Al detenuto politico non veniva affidata nessuna mansione, nessuna attività perche l’isolamento doveva essere completo e continuato per piegare la volonta politica dell’individuo e non gli sarà mai aperta la porta per uscire dalla cella. Pertini arriverà nel 1929 e a causa delle gravi condizioni di salute causate dalla tubercolosi sarà spostato nel 1931 prima nel carcere di Turi, in Puglia, dove incontrerà Antonio Gramsci, poi nel carcere dell’isola di Pianosa, nell’arcipelago toscano, fino al 1937. Seguiranno Ponza e le isole Tremiti e dal 1939 al 1943 sarà di nuovo a Ventotene.

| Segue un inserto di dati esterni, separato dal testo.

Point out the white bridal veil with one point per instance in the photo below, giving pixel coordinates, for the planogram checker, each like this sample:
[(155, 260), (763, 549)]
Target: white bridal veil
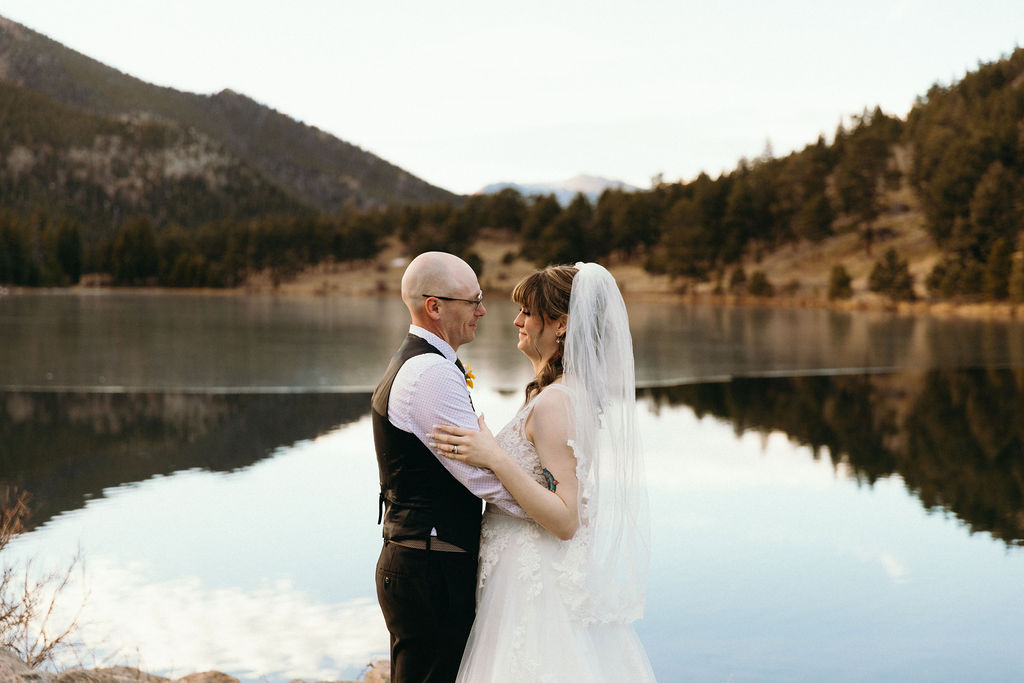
[(612, 546)]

Il carcere di Santo Stefano

Concepito dall’architetto Francesco Carpi, il carcere di Santo Stefano consentiva una facile sorveglianza da un solo punto: la torretta al centro che sarà adibita a cappella carceraria. L’architetto si ispirerà al Teatro San Carlo di Napoli, ma apporterà delle modifiche diaboliche:  “Va a ribaltare i ruoli mettendo sulla quinta scenica non l’attore ma lo spettatore che sono i militi della Real Marina e sotto gli spalti che sono organizzati in celle vengono messi invece gli attori ovvero i detenuti, perché è lì che si mette in moto la tragedia” afferma Salvatore Schiano Di Colella. “La cappella del carcere al centro del ferro di cavallo – continua – avrà quindi il completo dominio del detenuto, incluso quello spirituale con l’altare sempre a vista”.

È un viaggio che ci riporta alle radici della nostra Repubblica e della nostra Europa quello in questa isola antichissima, simbolo di esilio, di deportazione e di accoglienza. E lo dice anche la storia della sua patrona, Santa Candida, una giovane cristiana torturata nel IV secolo il cui corpo viene ritrovato in mare dai pescatori, che qui viene accolta divenendo loro protettrice e che viene celebrata il 20 settembre attraverso il lancio di mongolfiere che raggiungono dodici metri e prendono il volo verso il mare e la libertà, mentre gli abitanti del paese aprono le loro case offrendo da mangiare e da bere a tutti. Quella stessa libertà che qui venne negata a donne e uomini che lottarono per garantirla anche alle future generazioni.